210cm straight skis from 1985 still "work" but there have been huge improvements. Same with bikes. Not to mention ridiculous weight differences.
My Joshua Z1 is full-suspension and I still have the ad from where I bought it that says 24.5 lbs - it's heavier now due to liners in tires and not always replacing parts with lightest version.
Newer full-suspension bikes tend to be heavier, most are in 28-32 lb. range, although you can spend a lot to get a little lighter. I realize that newer bikes also have suspension with more travel that works better, bigger (both diameter and width) tires and even lower end models have disc brakes that work better, but also are heavier and prone to new set of problems.

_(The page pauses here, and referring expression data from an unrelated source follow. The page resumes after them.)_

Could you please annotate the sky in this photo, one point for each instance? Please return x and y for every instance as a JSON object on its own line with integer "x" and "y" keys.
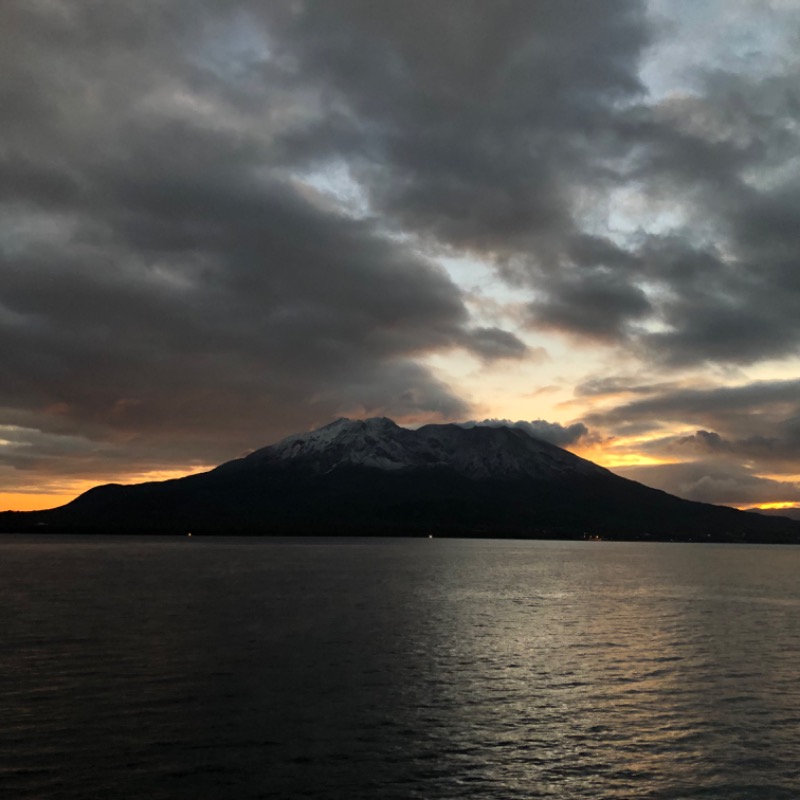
{"x": 225, "y": 222}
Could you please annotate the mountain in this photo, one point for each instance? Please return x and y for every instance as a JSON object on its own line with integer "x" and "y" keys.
{"x": 373, "y": 477}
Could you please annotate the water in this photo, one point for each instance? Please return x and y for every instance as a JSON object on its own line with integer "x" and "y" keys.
{"x": 219, "y": 668}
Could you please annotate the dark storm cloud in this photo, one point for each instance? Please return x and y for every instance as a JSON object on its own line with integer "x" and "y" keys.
{"x": 757, "y": 425}
{"x": 714, "y": 482}
{"x": 174, "y": 269}
{"x": 165, "y": 276}
{"x": 492, "y": 132}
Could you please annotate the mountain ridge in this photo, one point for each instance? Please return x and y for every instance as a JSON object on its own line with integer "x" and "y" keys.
{"x": 373, "y": 477}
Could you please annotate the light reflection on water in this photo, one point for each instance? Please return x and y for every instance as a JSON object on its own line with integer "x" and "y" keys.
{"x": 216, "y": 668}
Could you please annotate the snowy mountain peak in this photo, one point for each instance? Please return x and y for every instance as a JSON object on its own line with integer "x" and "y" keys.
{"x": 379, "y": 443}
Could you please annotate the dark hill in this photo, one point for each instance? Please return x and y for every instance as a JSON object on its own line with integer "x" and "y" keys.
{"x": 373, "y": 477}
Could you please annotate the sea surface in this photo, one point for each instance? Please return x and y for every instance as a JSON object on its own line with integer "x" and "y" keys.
{"x": 386, "y": 668}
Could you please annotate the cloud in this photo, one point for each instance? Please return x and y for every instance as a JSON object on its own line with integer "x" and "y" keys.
{"x": 220, "y": 221}
{"x": 713, "y": 482}
{"x": 553, "y": 432}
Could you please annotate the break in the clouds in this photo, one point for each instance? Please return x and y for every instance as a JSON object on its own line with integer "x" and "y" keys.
{"x": 220, "y": 223}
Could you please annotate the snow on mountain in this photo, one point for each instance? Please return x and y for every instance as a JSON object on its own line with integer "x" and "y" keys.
{"x": 378, "y": 443}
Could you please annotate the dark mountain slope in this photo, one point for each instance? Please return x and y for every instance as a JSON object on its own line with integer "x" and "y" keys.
{"x": 374, "y": 478}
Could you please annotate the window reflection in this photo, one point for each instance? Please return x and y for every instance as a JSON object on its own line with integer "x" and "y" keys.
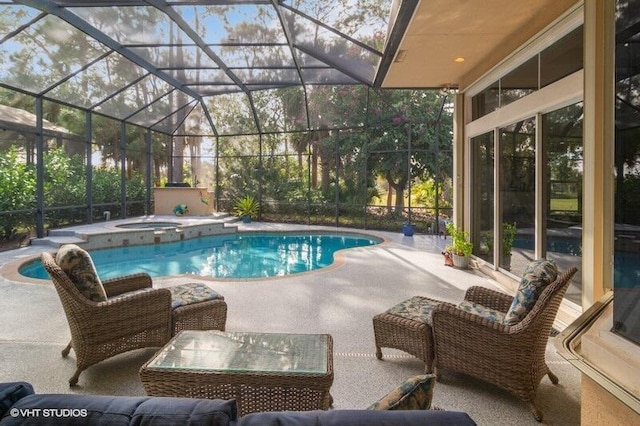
{"x": 626, "y": 306}
{"x": 563, "y": 169}
{"x": 517, "y": 192}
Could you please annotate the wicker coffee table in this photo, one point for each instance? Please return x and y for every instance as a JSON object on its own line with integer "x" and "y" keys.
{"x": 261, "y": 371}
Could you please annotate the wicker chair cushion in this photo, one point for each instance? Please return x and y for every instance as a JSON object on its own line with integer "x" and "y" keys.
{"x": 414, "y": 394}
{"x": 417, "y": 308}
{"x": 539, "y": 274}
{"x": 77, "y": 264}
{"x": 477, "y": 309}
{"x": 187, "y": 294}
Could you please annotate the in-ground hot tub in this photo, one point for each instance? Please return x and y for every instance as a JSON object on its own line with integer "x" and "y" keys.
{"x": 147, "y": 225}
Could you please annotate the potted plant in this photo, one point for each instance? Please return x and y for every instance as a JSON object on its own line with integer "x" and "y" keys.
{"x": 460, "y": 248}
{"x": 507, "y": 237}
{"x": 246, "y": 207}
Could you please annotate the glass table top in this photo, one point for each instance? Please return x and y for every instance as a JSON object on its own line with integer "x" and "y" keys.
{"x": 244, "y": 352}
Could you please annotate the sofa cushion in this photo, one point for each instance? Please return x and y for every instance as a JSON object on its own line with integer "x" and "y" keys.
{"x": 70, "y": 409}
{"x": 11, "y": 392}
{"x": 478, "y": 309}
{"x": 414, "y": 394}
{"x": 538, "y": 275}
{"x": 186, "y": 294}
{"x": 357, "y": 418}
{"x": 79, "y": 267}
{"x": 417, "y": 308}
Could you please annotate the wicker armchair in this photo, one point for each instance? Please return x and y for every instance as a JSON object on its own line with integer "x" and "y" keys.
{"x": 100, "y": 330}
{"x": 511, "y": 357}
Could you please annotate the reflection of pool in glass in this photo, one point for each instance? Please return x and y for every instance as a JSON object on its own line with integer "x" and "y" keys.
{"x": 244, "y": 255}
{"x": 564, "y": 245}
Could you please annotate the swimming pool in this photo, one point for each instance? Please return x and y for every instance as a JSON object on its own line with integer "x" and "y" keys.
{"x": 231, "y": 256}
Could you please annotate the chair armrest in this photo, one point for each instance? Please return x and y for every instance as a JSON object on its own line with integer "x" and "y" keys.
{"x": 452, "y": 317}
{"x": 132, "y": 311}
{"x": 117, "y": 286}
{"x": 489, "y": 298}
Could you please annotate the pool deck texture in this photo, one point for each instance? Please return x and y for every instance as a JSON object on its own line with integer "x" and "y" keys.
{"x": 340, "y": 300}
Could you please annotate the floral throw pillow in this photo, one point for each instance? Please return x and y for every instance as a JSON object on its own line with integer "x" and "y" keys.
{"x": 79, "y": 267}
{"x": 538, "y": 275}
{"x": 414, "y": 394}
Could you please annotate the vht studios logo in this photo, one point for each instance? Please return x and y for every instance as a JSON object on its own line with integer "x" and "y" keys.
{"x": 49, "y": 412}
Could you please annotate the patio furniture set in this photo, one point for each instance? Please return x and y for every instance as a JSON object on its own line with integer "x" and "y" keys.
{"x": 490, "y": 335}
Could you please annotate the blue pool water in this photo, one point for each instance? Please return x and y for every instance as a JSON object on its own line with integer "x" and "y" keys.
{"x": 230, "y": 256}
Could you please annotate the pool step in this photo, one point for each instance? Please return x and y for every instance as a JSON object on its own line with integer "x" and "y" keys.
{"x": 58, "y": 240}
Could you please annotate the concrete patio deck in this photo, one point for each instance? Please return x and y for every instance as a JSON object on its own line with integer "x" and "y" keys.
{"x": 340, "y": 300}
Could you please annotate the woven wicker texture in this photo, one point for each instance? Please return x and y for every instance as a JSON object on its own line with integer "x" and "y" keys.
{"x": 253, "y": 391}
{"x": 509, "y": 356}
{"x": 205, "y": 315}
{"x": 141, "y": 319}
{"x": 409, "y": 335}
{"x": 104, "y": 329}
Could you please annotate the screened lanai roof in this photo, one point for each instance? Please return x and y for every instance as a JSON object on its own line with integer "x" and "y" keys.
{"x": 196, "y": 67}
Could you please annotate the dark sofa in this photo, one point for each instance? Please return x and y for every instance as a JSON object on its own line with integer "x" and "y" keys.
{"x": 20, "y": 405}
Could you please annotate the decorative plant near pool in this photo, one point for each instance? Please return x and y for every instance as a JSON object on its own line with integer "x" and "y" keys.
{"x": 246, "y": 206}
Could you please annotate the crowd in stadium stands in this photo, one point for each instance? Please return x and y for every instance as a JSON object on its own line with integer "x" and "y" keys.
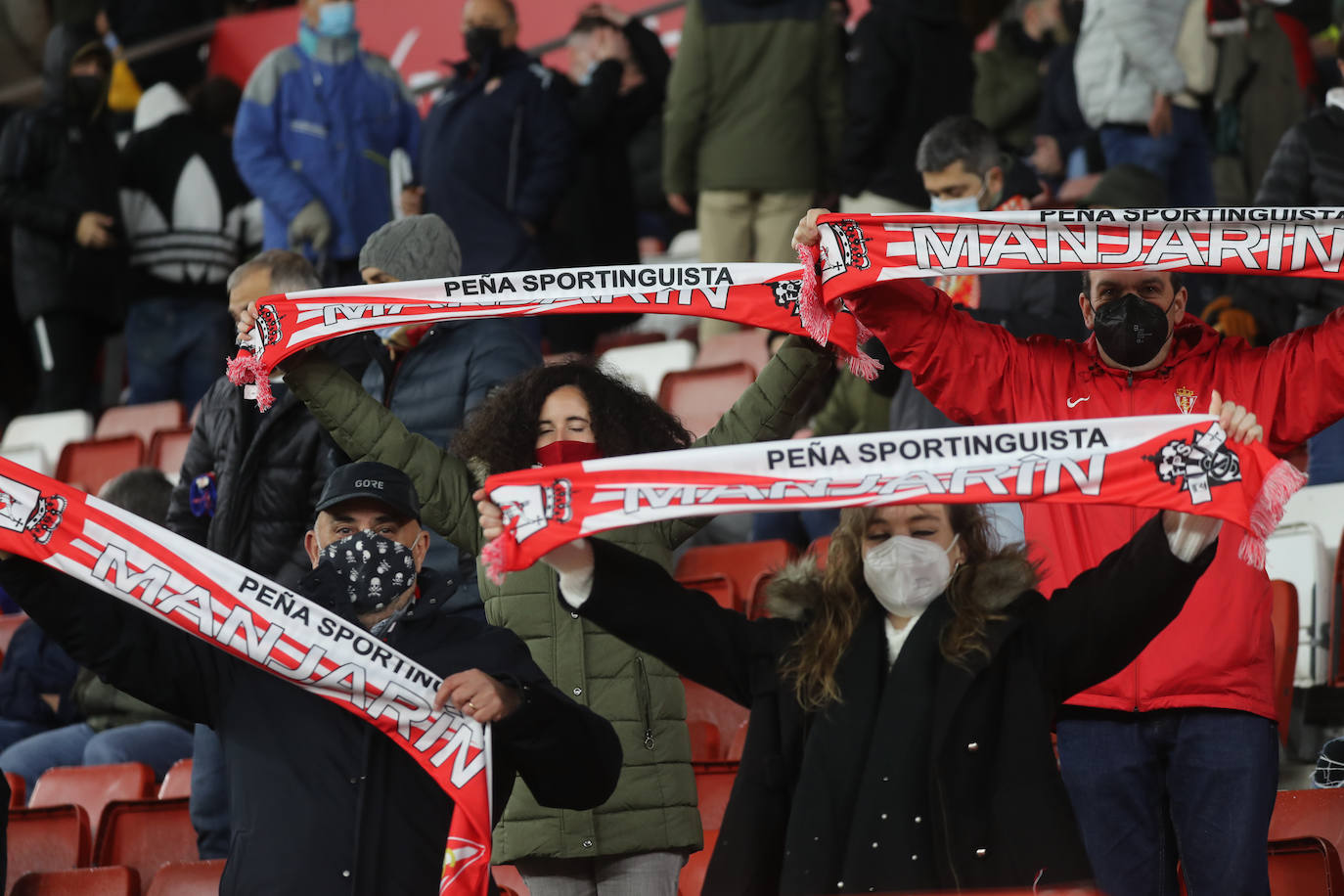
{"x": 902, "y": 707}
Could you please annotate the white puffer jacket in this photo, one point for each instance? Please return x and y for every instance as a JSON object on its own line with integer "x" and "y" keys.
{"x": 1127, "y": 54}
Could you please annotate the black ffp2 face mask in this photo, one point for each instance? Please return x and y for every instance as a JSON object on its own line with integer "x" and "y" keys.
{"x": 1131, "y": 331}
{"x": 482, "y": 45}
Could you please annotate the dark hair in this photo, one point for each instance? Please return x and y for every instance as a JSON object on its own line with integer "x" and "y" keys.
{"x": 144, "y": 492}
{"x": 216, "y": 101}
{"x": 959, "y": 139}
{"x": 502, "y": 430}
{"x": 1176, "y": 281}
{"x": 590, "y": 23}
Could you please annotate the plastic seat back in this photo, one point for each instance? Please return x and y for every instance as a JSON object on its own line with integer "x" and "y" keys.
{"x": 646, "y": 366}
{"x": 1283, "y": 615}
{"x": 92, "y": 464}
{"x": 711, "y": 790}
{"x": 114, "y": 880}
{"x": 718, "y": 587}
{"x": 93, "y": 787}
{"x": 178, "y": 781}
{"x": 749, "y": 565}
{"x": 189, "y": 878}
{"x": 701, "y": 395}
{"x": 744, "y": 345}
{"x": 168, "y": 449}
{"x": 47, "y": 838}
{"x": 1304, "y": 867}
{"x": 10, "y": 622}
{"x": 146, "y": 834}
{"x": 140, "y": 420}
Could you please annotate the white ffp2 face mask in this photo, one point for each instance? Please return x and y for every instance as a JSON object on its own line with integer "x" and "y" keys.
{"x": 906, "y": 574}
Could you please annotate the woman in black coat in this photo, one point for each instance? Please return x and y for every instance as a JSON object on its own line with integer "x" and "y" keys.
{"x": 902, "y": 698}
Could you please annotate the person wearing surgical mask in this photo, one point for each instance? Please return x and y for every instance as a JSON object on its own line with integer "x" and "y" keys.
{"x": 902, "y": 694}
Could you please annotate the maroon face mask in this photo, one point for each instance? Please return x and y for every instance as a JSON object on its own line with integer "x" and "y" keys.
{"x": 566, "y": 452}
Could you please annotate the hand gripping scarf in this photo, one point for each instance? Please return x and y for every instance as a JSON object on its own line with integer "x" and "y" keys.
{"x": 757, "y": 294}
{"x": 266, "y": 626}
{"x": 1176, "y": 463}
{"x": 861, "y": 250}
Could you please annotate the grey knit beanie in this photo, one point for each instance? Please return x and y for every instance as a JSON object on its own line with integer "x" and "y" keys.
{"x": 416, "y": 247}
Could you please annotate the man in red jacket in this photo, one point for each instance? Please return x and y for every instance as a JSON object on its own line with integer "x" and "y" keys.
{"x": 1178, "y": 754}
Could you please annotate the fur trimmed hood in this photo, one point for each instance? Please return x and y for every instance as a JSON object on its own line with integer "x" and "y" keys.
{"x": 794, "y": 590}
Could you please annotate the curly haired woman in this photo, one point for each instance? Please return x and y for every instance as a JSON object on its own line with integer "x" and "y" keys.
{"x": 902, "y": 697}
{"x": 637, "y": 841}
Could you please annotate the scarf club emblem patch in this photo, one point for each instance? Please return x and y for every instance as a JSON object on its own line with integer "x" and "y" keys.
{"x": 1186, "y": 399}
{"x": 1197, "y": 465}
{"x": 25, "y": 510}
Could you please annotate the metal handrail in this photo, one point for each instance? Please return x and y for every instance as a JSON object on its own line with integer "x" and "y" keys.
{"x": 29, "y": 89}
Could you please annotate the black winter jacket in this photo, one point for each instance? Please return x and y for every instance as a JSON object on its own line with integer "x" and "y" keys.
{"x": 269, "y": 471}
{"x": 912, "y": 67}
{"x": 996, "y": 806}
{"x": 323, "y": 802}
{"x": 435, "y": 385}
{"x": 56, "y": 165}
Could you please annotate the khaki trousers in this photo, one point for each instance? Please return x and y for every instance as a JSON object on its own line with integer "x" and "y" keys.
{"x": 747, "y": 226}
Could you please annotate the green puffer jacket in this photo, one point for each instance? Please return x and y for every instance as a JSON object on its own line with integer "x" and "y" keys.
{"x": 653, "y": 806}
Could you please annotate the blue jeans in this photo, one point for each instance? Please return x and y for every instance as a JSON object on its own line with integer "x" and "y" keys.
{"x": 1195, "y": 784}
{"x": 210, "y": 795}
{"x": 1181, "y": 156}
{"x": 175, "y": 348}
{"x": 1325, "y": 456}
{"x": 157, "y": 744}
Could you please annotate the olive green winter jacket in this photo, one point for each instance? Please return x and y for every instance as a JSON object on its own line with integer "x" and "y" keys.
{"x": 653, "y": 806}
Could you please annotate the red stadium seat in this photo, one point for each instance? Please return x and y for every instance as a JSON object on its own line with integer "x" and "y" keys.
{"x": 693, "y": 874}
{"x": 140, "y": 420}
{"x": 18, "y": 790}
{"x": 510, "y": 881}
{"x": 1304, "y": 867}
{"x": 718, "y": 587}
{"x": 744, "y": 345}
{"x": 146, "y": 834}
{"x": 178, "y": 781}
{"x": 189, "y": 878}
{"x": 114, "y": 880}
{"x": 700, "y": 396}
{"x": 706, "y": 744}
{"x": 92, "y": 464}
{"x": 10, "y": 623}
{"x": 49, "y": 838}
{"x": 1283, "y": 615}
{"x": 711, "y": 790}
{"x": 93, "y": 787}
{"x": 1309, "y": 813}
{"x": 167, "y": 450}
{"x": 747, "y": 564}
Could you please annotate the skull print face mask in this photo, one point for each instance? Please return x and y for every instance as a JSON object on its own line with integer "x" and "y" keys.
{"x": 373, "y": 568}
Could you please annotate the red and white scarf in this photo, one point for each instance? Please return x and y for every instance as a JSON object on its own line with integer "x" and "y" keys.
{"x": 269, "y": 628}
{"x": 861, "y": 250}
{"x": 1178, "y": 463}
{"x": 757, "y": 294}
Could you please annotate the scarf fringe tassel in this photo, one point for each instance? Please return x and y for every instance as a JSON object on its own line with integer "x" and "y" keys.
{"x": 1279, "y": 484}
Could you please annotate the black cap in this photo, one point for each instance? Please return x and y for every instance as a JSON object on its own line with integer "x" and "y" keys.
{"x": 371, "y": 479}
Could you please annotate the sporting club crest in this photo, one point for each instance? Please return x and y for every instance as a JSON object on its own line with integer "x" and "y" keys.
{"x": 532, "y": 507}
{"x": 25, "y": 510}
{"x": 1197, "y": 465}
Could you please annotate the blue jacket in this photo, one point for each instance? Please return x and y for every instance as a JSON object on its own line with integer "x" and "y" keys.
{"x": 495, "y": 160}
{"x": 323, "y": 126}
{"x": 431, "y": 391}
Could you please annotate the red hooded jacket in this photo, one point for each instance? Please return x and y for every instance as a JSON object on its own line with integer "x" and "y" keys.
{"x": 1219, "y": 650}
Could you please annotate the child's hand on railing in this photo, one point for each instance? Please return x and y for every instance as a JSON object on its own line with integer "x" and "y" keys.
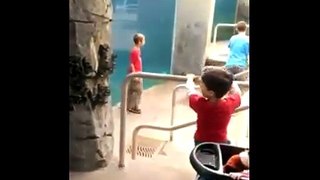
{"x": 190, "y": 78}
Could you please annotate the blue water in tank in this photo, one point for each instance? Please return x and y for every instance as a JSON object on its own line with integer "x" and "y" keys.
{"x": 153, "y": 18}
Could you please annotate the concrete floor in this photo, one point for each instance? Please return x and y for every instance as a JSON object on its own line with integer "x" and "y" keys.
{"x": 156, "y": 106}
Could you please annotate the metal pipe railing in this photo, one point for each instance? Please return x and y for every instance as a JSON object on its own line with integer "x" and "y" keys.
{"x": 172, "y": 128}
{"x": 123, "y": 115}
{"x": 124, "y": 90}
{"x": 173, "y": 105}
{"x": 215, "y": 32}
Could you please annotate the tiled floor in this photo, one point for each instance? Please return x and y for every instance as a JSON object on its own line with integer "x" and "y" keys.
{"x": 156, "y": 105}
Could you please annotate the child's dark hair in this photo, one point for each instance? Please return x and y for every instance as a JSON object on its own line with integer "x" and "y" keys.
{"x": 137, "y": 38}
{"x": 241, "y": 26}
{"x": 219, "y": 81}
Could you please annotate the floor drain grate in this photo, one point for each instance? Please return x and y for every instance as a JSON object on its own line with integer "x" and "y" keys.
{"x": 147, "y": 147}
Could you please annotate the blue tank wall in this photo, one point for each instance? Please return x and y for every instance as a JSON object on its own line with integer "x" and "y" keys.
{"x": 225, "y": 12}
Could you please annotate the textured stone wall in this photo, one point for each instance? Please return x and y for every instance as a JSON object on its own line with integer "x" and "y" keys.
{"x": 91, "y": 62}
{"x": 192, "y": 35}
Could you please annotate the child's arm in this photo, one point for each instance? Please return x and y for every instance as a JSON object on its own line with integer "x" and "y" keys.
{"x": 194, "y": 96}
{"x": 234, "y": 96}
{"x": 190, "y": 85}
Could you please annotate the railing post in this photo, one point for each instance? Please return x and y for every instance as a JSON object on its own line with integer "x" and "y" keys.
{"x": 123, "y": 115}
{"x": 173, "y": 105}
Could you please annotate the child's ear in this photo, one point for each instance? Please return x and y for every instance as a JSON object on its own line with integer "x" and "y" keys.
{"x": 211, "y": 93}
{"x": 197, "y": 80}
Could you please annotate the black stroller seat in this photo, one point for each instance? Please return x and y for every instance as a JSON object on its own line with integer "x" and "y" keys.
{"x": 207, "y": 159}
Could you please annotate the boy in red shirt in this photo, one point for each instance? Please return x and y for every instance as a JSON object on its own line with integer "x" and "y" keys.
{"x": 220, "y": 97}
{"x": 135, "y": 87}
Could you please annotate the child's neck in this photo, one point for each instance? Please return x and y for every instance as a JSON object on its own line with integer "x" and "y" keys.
{"x": 137, "y": 46}
{"x": 213, "y": 99}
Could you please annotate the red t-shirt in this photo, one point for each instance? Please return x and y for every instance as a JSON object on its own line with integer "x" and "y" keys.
{"x": 135, "y": 60}
{"x": 213, "y": 117}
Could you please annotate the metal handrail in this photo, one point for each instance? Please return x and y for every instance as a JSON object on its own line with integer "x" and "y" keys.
{"x": 215, "y": 32}
{"x": 173, "y": 105}
{"x": 124, "y": 90}
{"x": 183, "y": 86}
{"x": 172, "y": 128}
{"x": 123, "y": 115}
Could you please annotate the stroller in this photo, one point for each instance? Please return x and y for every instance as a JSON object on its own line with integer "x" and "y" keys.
{"x": 207, "y": 159}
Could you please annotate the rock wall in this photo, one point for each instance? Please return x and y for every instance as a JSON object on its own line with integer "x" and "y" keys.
{"x": 91, "y": 61}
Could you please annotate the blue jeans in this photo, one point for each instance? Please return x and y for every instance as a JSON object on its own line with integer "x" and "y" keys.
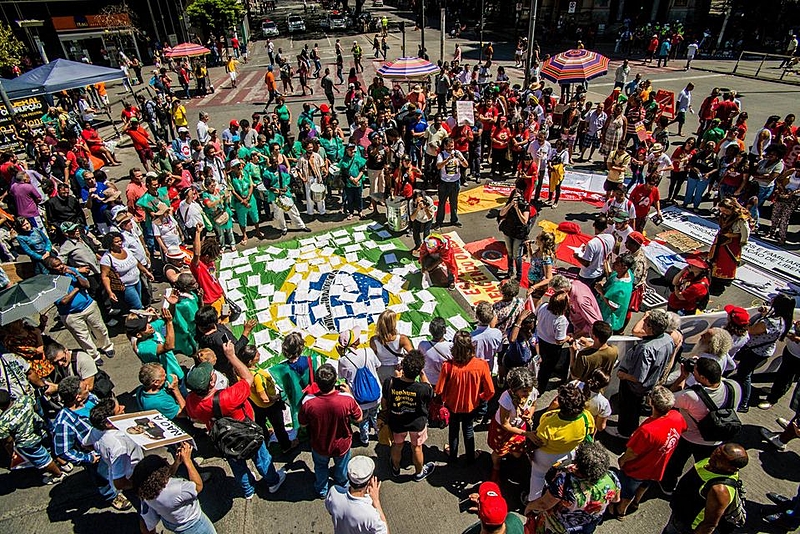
{"x": 133, "y": 296}
{"x": 264, "y": 466}
{"x": 694, "y": 191}
{"x": 764, "y": 193}
{"x": 322, "y": 471}
{"x": 370, "y": 419}
{"x": 202, "y": 525}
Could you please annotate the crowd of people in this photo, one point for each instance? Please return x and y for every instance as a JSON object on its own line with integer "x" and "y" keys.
{"x": 175, "y": 219}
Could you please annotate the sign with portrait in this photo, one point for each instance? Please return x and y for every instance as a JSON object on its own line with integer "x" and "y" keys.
{"x": 150, "y": 429}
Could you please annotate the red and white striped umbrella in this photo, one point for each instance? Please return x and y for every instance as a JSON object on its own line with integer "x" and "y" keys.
{"x": 187, "y": 50}
{"x": 575, "y": 66}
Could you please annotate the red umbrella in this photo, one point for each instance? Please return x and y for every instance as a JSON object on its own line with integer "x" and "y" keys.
{"x": 187, "y": 50}
{"x": 575, "y": 66}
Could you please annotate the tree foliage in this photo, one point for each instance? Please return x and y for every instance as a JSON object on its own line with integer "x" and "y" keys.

This is a familiar pattern. You are in the (understandable) clinging / rationalizing phase. If you went out and did a whole multi-hour ride on a contemporary high-quality FS bike that was set up correctly for you, every subsequent ride on your Joshua would likely be profoundly frustrating, weight savings or no weight savings. At some level you probably know this. That's fine. A new bike is very expensive. Most of us can't just go out and pick one up without a lot of financial planning ahead of time. But that reality doesn't make it accurate to say that a 1997 FS bike has any meaningful performance or function advantages over a 2015 FS bike, any more than a 1997 "shaped ski" has advantages over a 2015 shaped ski. If the newer bikes are heavier, it's because the weight adds so much value that it's worth it to the vast majority of riders. And those for whom it's NOT worth it are all on hard tails, which can be REALLY light.